Mais Bertrand Blier, Costa-Gavras, Alain Corneau, séduits par son personnage de charmeur un peu voyou, lui confieront de beaux rôles taillés sur mesure. En 1982, il incarne un flic assez infect dans « Garde à vue » de Claude Miller, aux côtés de Lino Ventura et Michel Serrault. Ce film lui vaudra le prix du « meilleur second rôle » à la cérémonie des Césars, ce sera sa seule récompense dans le cinéma, ce milieu très fermé qui pratique surtout l’entre-soi.
Deux ans plus tôt, il entonne « Destinée » dans le film « Les Sous-doués en vacances » de Claude Zidi. La chanson devient un énorme tube ! Il accède à la célébrité avec une chanson qu’il trouve mauvaise. Mais il va s’installer durablement sur nos écrans de télévision avec les 48 épisodes de la série « Nestor Burma ». Un rôle qu’il endosse dans les années 1990, inspiré du détective imaginé par Léo Mallet. C’est avec ce personnage mi-flic mi-canaille, superbement incarné, qu’il tient l’un de ses plus beaux rôles et accède au vedettariat. Ensuite il va consacrer ses vingt dernières années de vie à la chanson avec des albums de reprises latinos et jazz ou des créations originales.
En 2012, il sort l'album « Chansons de ma jeunesse », dans lequel il revisite les standards de la chanson française. En 2017 et 2018, il tient son propre rôle dans la série « Dix pour cent ». En 2018, il apparaît dans le film « Le Doudou », où il joue le rôle d’un retraité un peu coquin.
En 2020, il publie son ultime album, « Né à Belleville », qui reçoit un bel accueil.
Ce touche-à-tout de génie avait aussi un beau brin de plume.

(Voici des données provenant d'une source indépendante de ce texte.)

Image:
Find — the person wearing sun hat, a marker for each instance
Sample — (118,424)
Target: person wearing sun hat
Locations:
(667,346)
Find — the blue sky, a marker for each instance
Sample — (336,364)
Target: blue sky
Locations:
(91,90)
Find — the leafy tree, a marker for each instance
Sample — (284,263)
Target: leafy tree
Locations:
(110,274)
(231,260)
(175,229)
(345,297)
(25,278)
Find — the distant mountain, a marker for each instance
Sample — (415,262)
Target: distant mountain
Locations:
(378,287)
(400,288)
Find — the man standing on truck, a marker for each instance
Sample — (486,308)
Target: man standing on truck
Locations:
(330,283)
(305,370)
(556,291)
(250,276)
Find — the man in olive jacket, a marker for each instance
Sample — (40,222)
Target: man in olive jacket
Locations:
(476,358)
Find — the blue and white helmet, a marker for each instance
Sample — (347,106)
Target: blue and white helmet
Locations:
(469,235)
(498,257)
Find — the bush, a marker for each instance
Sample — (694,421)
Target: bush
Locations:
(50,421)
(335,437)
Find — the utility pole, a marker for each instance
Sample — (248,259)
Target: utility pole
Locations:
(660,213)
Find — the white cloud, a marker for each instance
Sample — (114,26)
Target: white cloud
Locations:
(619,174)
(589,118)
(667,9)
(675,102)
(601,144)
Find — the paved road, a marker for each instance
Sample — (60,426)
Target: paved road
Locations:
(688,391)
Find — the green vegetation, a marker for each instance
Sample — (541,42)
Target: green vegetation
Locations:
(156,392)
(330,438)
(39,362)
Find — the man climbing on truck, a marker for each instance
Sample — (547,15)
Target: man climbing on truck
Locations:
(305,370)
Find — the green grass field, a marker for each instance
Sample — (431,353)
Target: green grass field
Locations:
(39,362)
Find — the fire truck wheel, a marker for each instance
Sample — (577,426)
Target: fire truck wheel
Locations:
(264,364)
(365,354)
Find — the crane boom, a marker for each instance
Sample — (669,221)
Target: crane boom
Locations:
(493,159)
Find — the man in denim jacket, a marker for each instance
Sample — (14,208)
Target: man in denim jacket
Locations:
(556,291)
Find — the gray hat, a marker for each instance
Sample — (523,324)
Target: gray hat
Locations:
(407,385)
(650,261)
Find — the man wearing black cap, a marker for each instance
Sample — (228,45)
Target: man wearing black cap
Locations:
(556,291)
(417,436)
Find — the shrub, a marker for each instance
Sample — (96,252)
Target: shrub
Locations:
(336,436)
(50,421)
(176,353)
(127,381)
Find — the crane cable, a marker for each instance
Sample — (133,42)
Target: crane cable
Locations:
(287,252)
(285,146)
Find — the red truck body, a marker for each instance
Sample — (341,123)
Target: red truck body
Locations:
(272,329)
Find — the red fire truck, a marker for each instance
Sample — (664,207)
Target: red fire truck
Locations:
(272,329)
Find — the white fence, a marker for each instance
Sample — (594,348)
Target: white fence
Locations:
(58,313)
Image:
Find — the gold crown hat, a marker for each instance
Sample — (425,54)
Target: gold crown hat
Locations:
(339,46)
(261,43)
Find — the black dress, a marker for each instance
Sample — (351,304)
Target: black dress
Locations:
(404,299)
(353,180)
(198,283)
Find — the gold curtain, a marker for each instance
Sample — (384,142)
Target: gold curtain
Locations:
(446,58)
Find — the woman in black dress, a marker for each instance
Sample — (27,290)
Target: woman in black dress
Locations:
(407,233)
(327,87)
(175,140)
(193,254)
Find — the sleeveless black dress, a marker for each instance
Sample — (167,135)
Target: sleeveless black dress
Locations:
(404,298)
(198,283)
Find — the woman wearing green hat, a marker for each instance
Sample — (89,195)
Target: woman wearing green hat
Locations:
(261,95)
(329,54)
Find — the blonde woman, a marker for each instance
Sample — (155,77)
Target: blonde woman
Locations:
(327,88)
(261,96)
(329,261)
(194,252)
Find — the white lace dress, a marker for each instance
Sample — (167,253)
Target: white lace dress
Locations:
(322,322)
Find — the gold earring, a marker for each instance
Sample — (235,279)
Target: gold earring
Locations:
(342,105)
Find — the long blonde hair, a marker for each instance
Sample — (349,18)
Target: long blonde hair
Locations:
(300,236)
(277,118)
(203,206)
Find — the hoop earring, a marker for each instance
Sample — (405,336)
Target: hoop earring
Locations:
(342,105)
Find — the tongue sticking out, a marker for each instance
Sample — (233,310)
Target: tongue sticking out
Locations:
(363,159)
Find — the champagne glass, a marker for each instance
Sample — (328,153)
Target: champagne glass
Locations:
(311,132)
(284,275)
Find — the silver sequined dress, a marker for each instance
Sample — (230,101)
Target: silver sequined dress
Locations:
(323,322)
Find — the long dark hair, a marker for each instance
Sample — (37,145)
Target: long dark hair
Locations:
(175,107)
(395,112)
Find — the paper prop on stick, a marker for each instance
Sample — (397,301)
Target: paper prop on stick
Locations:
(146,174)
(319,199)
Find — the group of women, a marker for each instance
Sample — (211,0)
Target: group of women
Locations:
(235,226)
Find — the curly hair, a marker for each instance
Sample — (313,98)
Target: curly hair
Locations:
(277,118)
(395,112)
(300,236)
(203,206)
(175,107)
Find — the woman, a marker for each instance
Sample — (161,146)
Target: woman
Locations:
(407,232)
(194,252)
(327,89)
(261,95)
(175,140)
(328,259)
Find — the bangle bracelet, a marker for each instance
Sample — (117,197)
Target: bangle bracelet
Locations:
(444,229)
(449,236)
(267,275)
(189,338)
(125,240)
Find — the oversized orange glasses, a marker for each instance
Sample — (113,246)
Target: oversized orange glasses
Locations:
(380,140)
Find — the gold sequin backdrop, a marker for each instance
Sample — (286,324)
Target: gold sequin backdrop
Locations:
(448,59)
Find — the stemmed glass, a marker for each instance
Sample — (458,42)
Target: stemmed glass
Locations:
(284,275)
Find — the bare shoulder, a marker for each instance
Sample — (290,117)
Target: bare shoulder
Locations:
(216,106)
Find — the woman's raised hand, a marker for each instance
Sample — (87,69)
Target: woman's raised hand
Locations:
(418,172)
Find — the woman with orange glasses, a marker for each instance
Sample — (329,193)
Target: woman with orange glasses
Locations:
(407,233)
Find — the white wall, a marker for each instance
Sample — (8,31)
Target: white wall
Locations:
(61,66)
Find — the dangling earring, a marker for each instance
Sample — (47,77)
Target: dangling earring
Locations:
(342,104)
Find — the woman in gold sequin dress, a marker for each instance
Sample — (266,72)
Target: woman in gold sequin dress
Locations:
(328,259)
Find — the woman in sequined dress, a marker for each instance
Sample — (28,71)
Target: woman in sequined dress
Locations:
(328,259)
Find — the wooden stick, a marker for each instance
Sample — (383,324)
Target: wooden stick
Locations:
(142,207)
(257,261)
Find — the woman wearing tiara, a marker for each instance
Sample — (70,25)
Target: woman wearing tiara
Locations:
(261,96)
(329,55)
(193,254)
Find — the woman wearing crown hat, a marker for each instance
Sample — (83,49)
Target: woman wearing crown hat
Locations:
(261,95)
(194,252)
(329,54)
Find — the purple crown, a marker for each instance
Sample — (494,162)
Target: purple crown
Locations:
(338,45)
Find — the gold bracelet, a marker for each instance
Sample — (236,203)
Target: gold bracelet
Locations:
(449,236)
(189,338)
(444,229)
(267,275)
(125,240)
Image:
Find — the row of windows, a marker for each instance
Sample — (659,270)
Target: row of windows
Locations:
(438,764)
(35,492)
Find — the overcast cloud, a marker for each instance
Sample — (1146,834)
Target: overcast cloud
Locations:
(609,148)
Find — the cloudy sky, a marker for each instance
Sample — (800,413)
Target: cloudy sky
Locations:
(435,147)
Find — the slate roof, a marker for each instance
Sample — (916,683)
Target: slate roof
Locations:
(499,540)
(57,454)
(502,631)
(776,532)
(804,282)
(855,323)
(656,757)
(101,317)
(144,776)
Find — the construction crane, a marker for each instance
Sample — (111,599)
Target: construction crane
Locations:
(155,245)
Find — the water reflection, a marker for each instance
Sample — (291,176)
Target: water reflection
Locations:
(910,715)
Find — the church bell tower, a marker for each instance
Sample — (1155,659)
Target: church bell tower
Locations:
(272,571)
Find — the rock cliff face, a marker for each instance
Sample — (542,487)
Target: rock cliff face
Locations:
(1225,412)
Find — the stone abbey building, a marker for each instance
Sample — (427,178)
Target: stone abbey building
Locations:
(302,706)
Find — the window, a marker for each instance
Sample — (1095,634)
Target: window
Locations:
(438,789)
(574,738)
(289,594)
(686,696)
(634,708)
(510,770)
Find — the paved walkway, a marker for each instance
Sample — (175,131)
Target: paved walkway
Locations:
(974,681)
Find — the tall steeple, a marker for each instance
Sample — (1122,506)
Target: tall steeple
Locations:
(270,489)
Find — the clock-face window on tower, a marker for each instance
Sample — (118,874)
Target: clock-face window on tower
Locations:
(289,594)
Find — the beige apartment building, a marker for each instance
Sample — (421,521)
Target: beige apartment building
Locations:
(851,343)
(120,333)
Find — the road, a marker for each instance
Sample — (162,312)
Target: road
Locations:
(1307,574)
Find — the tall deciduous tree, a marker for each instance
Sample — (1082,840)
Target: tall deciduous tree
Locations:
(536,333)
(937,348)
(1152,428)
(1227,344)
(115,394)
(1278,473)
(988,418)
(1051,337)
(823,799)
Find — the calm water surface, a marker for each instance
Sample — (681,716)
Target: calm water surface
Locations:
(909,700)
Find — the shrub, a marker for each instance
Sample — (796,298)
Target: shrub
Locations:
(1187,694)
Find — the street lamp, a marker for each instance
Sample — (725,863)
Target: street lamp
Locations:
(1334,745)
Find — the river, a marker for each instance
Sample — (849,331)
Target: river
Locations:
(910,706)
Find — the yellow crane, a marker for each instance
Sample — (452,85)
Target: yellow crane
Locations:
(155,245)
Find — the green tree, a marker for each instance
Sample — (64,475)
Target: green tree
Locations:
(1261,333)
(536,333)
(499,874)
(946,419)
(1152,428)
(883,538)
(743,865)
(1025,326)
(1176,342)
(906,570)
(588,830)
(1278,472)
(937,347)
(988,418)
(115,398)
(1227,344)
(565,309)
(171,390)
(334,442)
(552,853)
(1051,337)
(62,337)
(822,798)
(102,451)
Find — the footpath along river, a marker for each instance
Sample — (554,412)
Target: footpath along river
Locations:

On lui doit cinq livres fort bien écrits (et qui ne sont pas le travail d’un « nègre » comme tant d’autres livres de célébrités) :
-2-
En 2007, « Le Guignol des Buttes-Chaumont » (autobiographie chez Michel Lafon) ; en 2008, « Un rasoir dans les mains d’un singe » (Michel Lafon) ; en 2011 « Le Soleil des enfants perdus » (Ginkgo éditeur — prix Jean-Nohain 2012) ; en 2014, « Calme-toi, Werther ! » (Ginkgo éditeur) ; en 2015 « Carnet d'un chanteur de casino hors saison » (Cherche Midi).
Après avoir convolé avec une jeune russe de 40 ans sa cadette, il finit sa vie surendetté, en éternel flambeur. Il assumait le fait de jouir pleinement des retombées financières que son statut lui conférait, mais il préférait collectionner les voitures américaines et dilapider son argent plutôt que de thésauriser. En novembre 2019, Guy Marchand qui vivait séparé de sa femme Adelina, révélait être totalement ruiné, par sa passion dévorante des belles bagnoles.
Un type qui était bon musicien, bon acteur, et qui écrivait bien méritait un hommage.
Et puis, il était parachutiste, il était des nôtres.
Alors, au revoir lieutenant Guy Marchand, que Saint Michel, le saint patron des paras, vous accompagne pour votre dernier saut, et qu’il vous intronise, si possible avec votre saxophone, auprès de Saint Pierre, dans un monde réputé meilleur.
Eric de Verdelhan.
1)- Au volant d'une Simca 1000 « Rallye 2 » avec le « Star Racing Team ».
2)- Dont Django Reinhardt (guitare) et Stéphane Grappelli, (violon).